Si la désillusion de David est bien présente, elle n’est cependant pas totale. Dans son désarroi, il tente coûte que coûte de se raccrocher à certains vestiges de l’époque à laquelle il voue un culte ; il apprécie les quartiers parisiens conçus par Haussmann, et certains aspects du paysage de Sainte-Adresse. L’Américain finit par faire abstraction de tout ce qui ne correspond pas à son idée surannée de la France. Il ne considère les signes contemporains que comme des « intrus plaqués sur les vieux murs », et n’accorde d’attention qu’à ce qui résiste à ces signes. Si David demeure plus que tout attaché à la vieille Europe, il n’en est pas pour autant insensible au sort de « l’Européen », qui « rêve d’être à la fois d’hier et d’aujourd’hui ». En observant un pays désespérément occupé à se chercher un modèle, le jeune Américain trouve un écho à ses propres errances culturelles.
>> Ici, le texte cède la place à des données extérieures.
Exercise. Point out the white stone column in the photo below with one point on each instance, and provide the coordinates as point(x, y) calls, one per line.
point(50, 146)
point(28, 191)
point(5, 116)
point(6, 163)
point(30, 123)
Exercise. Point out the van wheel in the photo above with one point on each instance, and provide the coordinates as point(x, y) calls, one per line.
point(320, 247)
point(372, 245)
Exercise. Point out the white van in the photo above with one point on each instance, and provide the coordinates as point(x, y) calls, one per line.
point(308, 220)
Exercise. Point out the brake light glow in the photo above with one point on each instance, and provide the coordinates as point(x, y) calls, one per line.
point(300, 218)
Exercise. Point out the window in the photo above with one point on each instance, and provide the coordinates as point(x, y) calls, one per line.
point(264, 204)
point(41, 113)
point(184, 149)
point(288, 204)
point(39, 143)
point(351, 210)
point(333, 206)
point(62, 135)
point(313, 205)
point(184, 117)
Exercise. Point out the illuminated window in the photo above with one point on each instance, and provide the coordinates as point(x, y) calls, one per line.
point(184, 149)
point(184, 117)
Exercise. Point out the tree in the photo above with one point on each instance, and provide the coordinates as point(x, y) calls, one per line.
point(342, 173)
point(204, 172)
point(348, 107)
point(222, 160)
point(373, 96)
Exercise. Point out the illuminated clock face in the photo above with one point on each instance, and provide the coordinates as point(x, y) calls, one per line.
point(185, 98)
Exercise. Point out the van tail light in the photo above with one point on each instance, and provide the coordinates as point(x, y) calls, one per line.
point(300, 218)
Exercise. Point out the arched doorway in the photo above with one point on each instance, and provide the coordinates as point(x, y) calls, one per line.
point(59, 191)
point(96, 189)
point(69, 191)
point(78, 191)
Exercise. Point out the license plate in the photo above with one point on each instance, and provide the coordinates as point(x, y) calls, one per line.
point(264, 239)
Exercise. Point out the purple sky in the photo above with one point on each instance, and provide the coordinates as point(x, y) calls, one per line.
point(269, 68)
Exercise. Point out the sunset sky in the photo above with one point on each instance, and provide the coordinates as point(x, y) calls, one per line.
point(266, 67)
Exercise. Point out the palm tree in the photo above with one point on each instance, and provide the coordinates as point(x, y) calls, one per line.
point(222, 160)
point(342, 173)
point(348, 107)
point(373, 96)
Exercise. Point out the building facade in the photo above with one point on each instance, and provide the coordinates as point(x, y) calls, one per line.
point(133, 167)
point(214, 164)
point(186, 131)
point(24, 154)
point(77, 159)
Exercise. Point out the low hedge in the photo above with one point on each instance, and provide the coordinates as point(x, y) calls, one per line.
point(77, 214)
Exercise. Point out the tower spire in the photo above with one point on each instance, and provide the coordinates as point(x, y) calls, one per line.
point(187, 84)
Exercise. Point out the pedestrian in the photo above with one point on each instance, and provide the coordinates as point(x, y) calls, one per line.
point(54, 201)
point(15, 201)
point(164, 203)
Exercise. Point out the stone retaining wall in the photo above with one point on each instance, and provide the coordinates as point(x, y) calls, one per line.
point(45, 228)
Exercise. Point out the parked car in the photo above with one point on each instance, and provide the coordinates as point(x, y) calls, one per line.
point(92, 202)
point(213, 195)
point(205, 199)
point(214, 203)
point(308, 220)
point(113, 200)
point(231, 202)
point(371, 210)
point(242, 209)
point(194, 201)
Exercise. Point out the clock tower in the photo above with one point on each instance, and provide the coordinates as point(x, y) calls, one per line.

Le Voyage en France narre également la crise d’un Français face à la quarantaine, désireux lui aussi échapper à la vie qu’il mène. Il éprouve de la fascination pour l’Amérique des libertés, de Jim Morrison et du cinéma, reflétant ainsi les idiosyncrasies de David – plus séduisantes d’un point de vue narratif, me semble-t-il. Dans le premier chapitre du roman, ce cinéaste raté est décrit comme un Woody Allen hexagonal, s’imaginant atteint des pires maladies alors qu’il palpe les ganglions qu’il a à la gorge. Tout comme Mickey dans Hannah and Her Sisters (1986) qui, lorsqu’il apprend la bénignité de son état, se retrouve propulsé dans comédie musicale, l’hypocondriaque du Voyage en France voit le monde apparaître sous un jour nouveau quand son médecin lui annonce qu’il n’est pas malade. Vers le milieu du roman, l’histoire du Français et celle de l’Américain se rejoignent, faisant des deux personnages des compagnons d’armes dans la quête d’un ailleurs qui, à force d’être idéalisé, finit par devenir chimérique. À cet égard, le roman frôle quelquefois le fantastique, notamment avec Ophélie, tellement assortie au jeune Américain qu’elle semble issue de son imaginaire. Vivant une vie de bohème, à l’écart du monde contemporain, ne payant jamais ses notes de restaurant, elle semble immatérielle, comme le fantôme d’une femme morte un siècle auparavant.
À l’issue de ce voyage en demi-teinte, David retourne aux États-Unis, mais sans pour autant « rentrer chez lui ». En effet, parce qu’il n’a pas trouvé la France de ses rêves, l’Américain est invité à oublier ses préjugés culturels et à nuancer son jugement envers son pays natal dont il finira par découvrir et apprécier la beauté cosmopolite. C’est en réalisant qu’il n’est pas vraiment européen qu’il finit par acquérir une identité nationale et accepter d’être Américain. Comme un film de Lubitsch, Le voyage en France utilise la France – et en particulier Paris – comme un lieu permettant à ceux qui y séjournent de se révéler (à eux-mêmes).